24. HHS IRM Policy for Directory Services Using LDAP, (HHS-IRM-2000-0012), dated January 8, 2001

This document establishes the policies and responsibilities for the Implementation and Usage of the Enterprise Directory Service using Lightweight Directory Access Protocol (LDAP) by the Department of Health and Human Services (HHS) and its Agencies. HHS will implement an Enterprise Directory Service. The HHS centralized enterprise directory will be used to manage access rights of its internal personnel, business partners and customers.

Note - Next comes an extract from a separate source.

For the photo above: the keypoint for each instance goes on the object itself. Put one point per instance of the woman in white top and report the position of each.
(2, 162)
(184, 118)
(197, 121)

The Enterprise Directory is a global service comprised of independently operated and distributed Directory Service Agents (DSAs) that provide information in the form of a “White Pages” Telephone Directory. An Enterprise Directory service provides a common access point for this distributed information, and is generally configured to make access to the information sought intuitive and easy.

 

25. HHS-IRM Policy for Government Emergency Telecommunication System Cards Ordering, Usage and Termination

(HHS_IRM_2002-0001), dated November 25, 2002

This document establishes the policy for the issuance, usage and termination of the Government Emergency Telecommunication System (GETS) Cards. This policy establishes new privileges and additional responsibilities of employees in HHS.

 

26. HHS IRM Policy for Comments From and Responses to Operating Divisions on Newly Developed Polices and CIO Council and ITIRB Clearance Documents, (HHS_IRM_2003-0001), dated February 14, 2003

This policy establishes a fifteen calendar-day comment period for Operating Divisions (OPDIVS) and StaffDivs when new policies are developed or revised, and a ten calendar-day comment period for OPDIVs and StaffDivs when CIO Council or Information Technology Investment Review Board (ITIRB) Documents are developed or revised. The comment period begins from the date of the e-mail distribution for Policies and from the date of assignment for CIO Council or ITIRB materials.